Fé e Direitos Humanos
A segunda rodada de perguntas abordou os temas dos direitos civis e humanos. Também foi questionada a influência de sua opção religiosa na administração pública. Marina respondeu perguntando: “quem aqui acha que Dom Helder Câmara (arcebispo católico brasileiro indicado quatro vezes para o Prêmio Nobel da Paz) não lutava pelos direitos humanos?”.

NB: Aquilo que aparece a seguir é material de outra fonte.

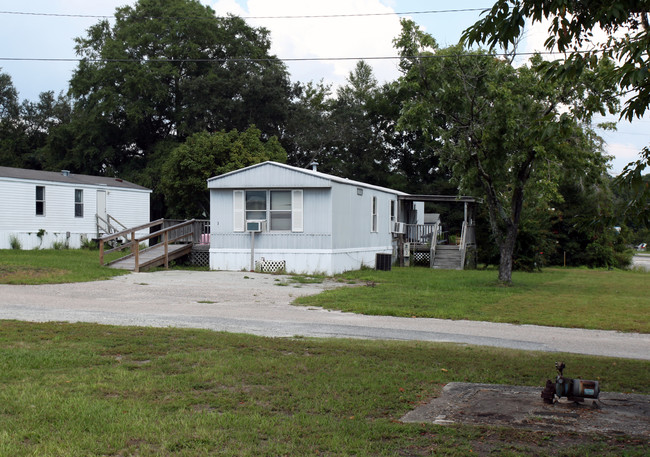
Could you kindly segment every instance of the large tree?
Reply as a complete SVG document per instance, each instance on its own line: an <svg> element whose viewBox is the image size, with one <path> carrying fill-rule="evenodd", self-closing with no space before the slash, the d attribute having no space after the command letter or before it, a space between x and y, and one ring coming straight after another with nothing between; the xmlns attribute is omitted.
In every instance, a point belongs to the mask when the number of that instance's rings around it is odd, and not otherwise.
<svg viewBox="0 0 650 457"><path fill-rule="evenodd" d="M625 96L621 117L633 120L650 107L650 0L497 0L485 16L467 29L469 44L509 47L529 23L548 21L548 50L564 58L546 65L547 77L575 81L602 59L615 62L609 77ZM599 31L606 38L599 39ZM650 163L650 147L640 152L618 182L631 189L625 215L632 223L650 224L650 187L642 172Z"/></svg>
<svg viewBox="0 0 650 457"><path fill-rule="evenodd" d="M286 119L288 73L268 31L199 1L140 0L76 42L73 155L95 172L137 173L199 131L254 123L270 137Z"/></svg>
<svg viewBox="0 0 650 457"><path fill-rule="evenodd" d="M162 185L169 215L205 218L210 214L209 178L273 160L286 162L276 137L262 138L254 126L243 132L199 132L174 148L162 167Z"/></svg>
<svg viewBox="0 0 650 457"><path fill-rule="evenodd" d="M510 283L525 199L556 193L558 171L580 158L577 117L589 120L586 103L604 109L600 92L609 92L596 74L585 73L580 86L552 84L535 65L515 68L460 45L438 49L411 21L403 21L396 45L401 85L413 94L401 123L440 144L436 153L462 192L485 198L499 281Z"/></svg>

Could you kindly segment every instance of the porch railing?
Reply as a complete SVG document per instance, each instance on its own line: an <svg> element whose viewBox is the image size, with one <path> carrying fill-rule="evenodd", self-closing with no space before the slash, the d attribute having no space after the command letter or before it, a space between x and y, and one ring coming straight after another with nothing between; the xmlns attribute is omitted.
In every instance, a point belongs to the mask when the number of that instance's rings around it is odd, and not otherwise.
<svg viewBox="0 0 650 457"><path fill-rule="evenodd" d="M434 224L433 236L431 237L431 249L429 250L429 267L433 268L433 262L436 258L436 246L438 245L438 230L440 222Z"/></svg>
<svg viewBox="0 0 650 457"><path fill-rule="evenodd" d="M159 230L152 233L136 237L137 232L152 229L153 227L160 226ZM103 236L99 239L99 263L104 265L104 255L111 252L119 252L129 249L131 252L126 257L133 256L135 259L135 270L139 269L140 260L140 243L149 240L155 240L163 245L165 266L167 266L167 258L169 254L170 244L208 244L210 237L210 222L206 220L192 219L189 221L171 220L171 219L157 219L147 224L142 224L137 227L132 227L122 230L110 235ZM111 241L123 238L127 242L119 244L111 249L105 249L104 244ZM150 247L151 248L151 247ZM147 249L150 249L147 248Z"/></svg>
<svg viewBox="0 0 650 457"><path fill-rule="evenodd" d="M427 244L431 243L434 233L438 231L438 224L406 224L404 242Z"/></svg>

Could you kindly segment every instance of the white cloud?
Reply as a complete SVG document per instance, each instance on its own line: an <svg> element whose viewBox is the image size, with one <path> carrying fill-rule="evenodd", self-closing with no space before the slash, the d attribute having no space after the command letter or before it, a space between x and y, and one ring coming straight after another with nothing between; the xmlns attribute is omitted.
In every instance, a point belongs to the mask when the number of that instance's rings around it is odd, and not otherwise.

Diante do silencio da platéia, argumentou que fé e defesa dos direitos humanos não são incompatíveis. “Professar uma fé não te torna fundamentalista. Não se está elegendo um padre ou um rabino, mas o Presidente da República”. Ainda acrescentou que se o Estado Brasileiro é laico é para abraçar todas as crenças.
Questões polêmicas
Sem fugir de polêmicas, resolveu comentar a questão do casamento gay antes mesmo de ser perguntada. “Sou contra o casamento (gay) como um sacramento, isso minha religião não permite. Mas defendo a união de duas pessoas de forma civil e jurídica, enquanto direito humano universal”. Ainda afirmou que tais decisões, de natureza ideológica, incluindo a legalização da maconha e a do aborto, deveriam ser levadas à sociedade civil na forma de plebiscito.
“Não mudo de discurso de acordo com a platéia”, acrescentou. “Dizer levianamente o que as pessoas gostam de ouvir acaba prendendo a figura pública, pois acaba sofrendo pressões de todo lado por suas promessas, pressões tão divergentes que atrapalham a tomada de decisões”. Mais uma vez, afirmou a transparência enquanto princípio, não apenas político, mas também ético e religioso. “Sou clara nos meus posicionamentos e propostas. Se me exponho é para dar ao eleitor o direito de não concordar e, se for o caso, não votar em mim”.
Convivência com Dilma e segundo turno
Marina foi inquirida sobre a convivência com a Dilma enquanto foi partidária do PT. “A mídia só divulga discordâncias. O programa energético, intensificando o aproveitamento hidrelétrico, foi desenvolvido em conjunto por nós duas”. E acrescentou: “não há qualquer tipo de desqualificação pessoal em relação à Dilma, apenas temos visões diferentes de mundo, assim como em relação ao Serra. Os dois são muito parecidos, crescimentistas, centrados na personalidade”.
A seguir, foi provocada quando indagada sobre sua opção em caso de segundo turno entre Dilma e Serra. “Segundo turno é segundo turno. Estou preparada para quem quer que o povo envie para me enfrentar”.
Reservas indígenas e desenvolvimento sustentável
Quando o assunto passou às reservas indígenas, voltou a garantir o respeito à legislação e aos direitos humanos. “Não há reserva que não passe por análises legais e antropológicas profundas. Temos uma dívida histórica com os índios. Defender seus direitos não é defender apenas os dos índios, mas também os do povo brasileiro”.
O público, em sua última pergunta, quis saber se o compromisso sustentável não iria prejudicar o desenvolvimento do país. “Prejudica se você achar que poluir o ar e contaminar os rios não é um problema”, respondeu a candidata. “É preciso que todos se conscientizem de que o desenvolvimento sustentável é o único possível”.